Ella sintió una oleada de odio que nacía en lo más profundo de su espíritu.
– Usted asesinó a Hannah…
– Simone…
– ¿Dónde están mis hijos?
– Ellos han elegido su propio destino…
Un puñal de hielo le desgarró el alma. -¿Qué… qué ha hecho con ellos? Lazarus alzó las manos enguantadas. -Han muerto…
Antes de que Lazarus pudiese finalizar sus palabras, Simone dejó escapar un alarido de furia y, asiendo uno de los candelabros de la mesa, se lanzó contra el hombre que tenía enfrente. La base del candelabro se estrelló con toda su fuerza en el centro de la máscara. El rostro de porcelana se rompió en mil pedazos y el candelabro se precipitó hacia la penumbra. No había nada allí.
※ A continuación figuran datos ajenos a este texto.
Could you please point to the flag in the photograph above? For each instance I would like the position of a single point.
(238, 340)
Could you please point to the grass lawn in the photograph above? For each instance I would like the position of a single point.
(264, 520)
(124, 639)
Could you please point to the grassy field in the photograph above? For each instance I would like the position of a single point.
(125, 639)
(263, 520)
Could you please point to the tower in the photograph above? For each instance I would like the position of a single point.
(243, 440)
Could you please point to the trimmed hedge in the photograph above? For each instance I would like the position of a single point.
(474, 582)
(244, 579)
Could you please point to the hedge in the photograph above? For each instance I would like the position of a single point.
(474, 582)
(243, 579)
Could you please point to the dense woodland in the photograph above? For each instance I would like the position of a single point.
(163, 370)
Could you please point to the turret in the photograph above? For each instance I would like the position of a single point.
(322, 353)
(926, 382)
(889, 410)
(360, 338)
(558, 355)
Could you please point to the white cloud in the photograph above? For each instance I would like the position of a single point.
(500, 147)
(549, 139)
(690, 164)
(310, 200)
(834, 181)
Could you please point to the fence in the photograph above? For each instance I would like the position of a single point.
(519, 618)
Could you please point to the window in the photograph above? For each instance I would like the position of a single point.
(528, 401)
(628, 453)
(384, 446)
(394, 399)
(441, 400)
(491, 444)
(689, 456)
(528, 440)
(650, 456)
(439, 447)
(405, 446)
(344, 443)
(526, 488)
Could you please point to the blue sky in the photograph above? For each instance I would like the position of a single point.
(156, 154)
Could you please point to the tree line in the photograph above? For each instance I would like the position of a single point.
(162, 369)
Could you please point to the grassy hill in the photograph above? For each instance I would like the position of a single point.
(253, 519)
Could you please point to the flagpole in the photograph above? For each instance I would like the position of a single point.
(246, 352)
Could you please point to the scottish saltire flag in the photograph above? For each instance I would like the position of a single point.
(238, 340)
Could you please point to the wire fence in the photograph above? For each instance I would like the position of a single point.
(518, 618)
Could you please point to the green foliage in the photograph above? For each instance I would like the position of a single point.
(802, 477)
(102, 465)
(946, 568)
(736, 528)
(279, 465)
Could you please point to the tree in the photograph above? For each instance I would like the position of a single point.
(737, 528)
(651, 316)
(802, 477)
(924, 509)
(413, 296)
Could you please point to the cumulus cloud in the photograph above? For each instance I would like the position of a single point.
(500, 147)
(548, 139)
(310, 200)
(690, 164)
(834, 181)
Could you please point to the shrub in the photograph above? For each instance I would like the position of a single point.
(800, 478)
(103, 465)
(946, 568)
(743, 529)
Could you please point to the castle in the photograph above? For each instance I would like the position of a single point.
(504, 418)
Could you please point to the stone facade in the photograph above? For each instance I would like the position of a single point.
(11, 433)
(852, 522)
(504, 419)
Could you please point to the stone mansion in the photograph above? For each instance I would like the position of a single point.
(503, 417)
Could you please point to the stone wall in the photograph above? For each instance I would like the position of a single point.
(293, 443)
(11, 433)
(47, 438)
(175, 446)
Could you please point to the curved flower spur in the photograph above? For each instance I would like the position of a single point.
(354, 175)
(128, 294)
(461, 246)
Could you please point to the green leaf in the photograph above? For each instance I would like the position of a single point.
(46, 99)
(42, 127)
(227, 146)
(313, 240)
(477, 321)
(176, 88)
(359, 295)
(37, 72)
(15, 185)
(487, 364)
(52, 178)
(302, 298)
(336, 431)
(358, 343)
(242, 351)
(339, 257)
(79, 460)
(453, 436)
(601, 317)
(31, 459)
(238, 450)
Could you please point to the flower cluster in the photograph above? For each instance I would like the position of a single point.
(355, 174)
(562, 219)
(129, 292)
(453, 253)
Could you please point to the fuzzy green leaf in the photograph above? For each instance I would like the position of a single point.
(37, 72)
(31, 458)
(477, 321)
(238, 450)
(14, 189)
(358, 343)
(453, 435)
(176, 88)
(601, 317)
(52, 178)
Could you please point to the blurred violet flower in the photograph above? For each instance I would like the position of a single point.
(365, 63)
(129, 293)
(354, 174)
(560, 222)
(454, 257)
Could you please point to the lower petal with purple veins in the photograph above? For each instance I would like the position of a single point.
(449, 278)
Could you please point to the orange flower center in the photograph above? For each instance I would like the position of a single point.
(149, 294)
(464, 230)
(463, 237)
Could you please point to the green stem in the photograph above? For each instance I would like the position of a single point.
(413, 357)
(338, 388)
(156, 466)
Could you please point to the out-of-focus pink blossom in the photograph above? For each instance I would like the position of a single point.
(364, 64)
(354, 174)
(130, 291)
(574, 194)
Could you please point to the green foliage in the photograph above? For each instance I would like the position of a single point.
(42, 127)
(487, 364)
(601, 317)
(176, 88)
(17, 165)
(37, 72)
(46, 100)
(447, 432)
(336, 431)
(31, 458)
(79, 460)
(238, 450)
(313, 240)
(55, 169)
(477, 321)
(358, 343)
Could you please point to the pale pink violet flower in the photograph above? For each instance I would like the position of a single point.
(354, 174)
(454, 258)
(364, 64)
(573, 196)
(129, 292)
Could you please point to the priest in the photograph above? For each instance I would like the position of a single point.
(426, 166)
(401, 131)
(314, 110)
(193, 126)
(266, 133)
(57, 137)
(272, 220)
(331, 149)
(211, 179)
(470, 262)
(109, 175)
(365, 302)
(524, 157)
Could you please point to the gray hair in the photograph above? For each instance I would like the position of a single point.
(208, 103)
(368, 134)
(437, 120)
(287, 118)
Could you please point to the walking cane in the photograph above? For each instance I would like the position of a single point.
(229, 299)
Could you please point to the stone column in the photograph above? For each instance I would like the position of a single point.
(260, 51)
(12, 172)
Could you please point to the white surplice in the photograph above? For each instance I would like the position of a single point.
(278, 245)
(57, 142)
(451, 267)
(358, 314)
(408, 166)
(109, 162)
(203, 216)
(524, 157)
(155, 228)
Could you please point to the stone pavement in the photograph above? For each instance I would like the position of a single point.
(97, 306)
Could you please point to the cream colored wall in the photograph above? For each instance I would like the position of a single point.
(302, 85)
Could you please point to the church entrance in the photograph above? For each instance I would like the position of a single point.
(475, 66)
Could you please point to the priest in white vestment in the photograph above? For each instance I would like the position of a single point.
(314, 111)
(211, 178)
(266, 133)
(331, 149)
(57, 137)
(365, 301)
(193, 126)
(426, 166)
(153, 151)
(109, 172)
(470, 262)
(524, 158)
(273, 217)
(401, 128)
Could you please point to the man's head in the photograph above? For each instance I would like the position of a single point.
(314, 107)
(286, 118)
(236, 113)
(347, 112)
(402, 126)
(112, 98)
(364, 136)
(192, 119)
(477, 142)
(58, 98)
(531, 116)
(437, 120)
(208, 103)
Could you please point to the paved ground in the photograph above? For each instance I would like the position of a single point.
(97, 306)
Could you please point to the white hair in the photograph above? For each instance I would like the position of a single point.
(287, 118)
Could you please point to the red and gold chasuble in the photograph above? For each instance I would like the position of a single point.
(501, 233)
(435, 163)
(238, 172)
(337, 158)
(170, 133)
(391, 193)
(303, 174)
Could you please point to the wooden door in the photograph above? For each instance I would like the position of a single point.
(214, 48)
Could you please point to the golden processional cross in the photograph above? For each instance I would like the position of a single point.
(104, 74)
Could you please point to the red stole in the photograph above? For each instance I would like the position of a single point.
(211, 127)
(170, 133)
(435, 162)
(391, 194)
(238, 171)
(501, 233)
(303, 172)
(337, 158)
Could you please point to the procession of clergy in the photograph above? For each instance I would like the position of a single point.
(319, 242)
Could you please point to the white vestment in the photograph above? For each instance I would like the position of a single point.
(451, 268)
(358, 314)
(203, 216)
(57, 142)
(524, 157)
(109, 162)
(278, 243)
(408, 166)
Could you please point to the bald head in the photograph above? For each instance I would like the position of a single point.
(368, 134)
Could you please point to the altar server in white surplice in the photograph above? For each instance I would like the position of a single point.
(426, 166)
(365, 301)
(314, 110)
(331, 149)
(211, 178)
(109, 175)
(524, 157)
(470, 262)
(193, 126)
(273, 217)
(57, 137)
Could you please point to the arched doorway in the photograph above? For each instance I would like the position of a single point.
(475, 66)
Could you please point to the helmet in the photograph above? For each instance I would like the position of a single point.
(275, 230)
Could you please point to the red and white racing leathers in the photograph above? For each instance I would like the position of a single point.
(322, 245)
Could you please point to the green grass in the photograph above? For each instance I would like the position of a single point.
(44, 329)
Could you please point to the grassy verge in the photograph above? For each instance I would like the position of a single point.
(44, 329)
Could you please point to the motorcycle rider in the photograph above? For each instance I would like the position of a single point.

Simone, paralizada, concentró los ojos en la masa negra que flotaba frente a ella. La silueta se despojó de los guantes blancos, desvelando únicamente oscuridad. Sólo entonces Simone pudo advertir aquel rostro demoníaco formarse frente a ella, una nube de sombras que adquiría lentamente volumen y siseaba como una serpiente, furiosa. Un alarido infernal rasgó sus oídos, un aullido que extinguió cada una de las llamas que ardían en la habitación. Por primera y última vez, Simone oyó la verdadera voz de la sombra. Después, las garras la atraparon y la arrastraron hacia la oscuridad.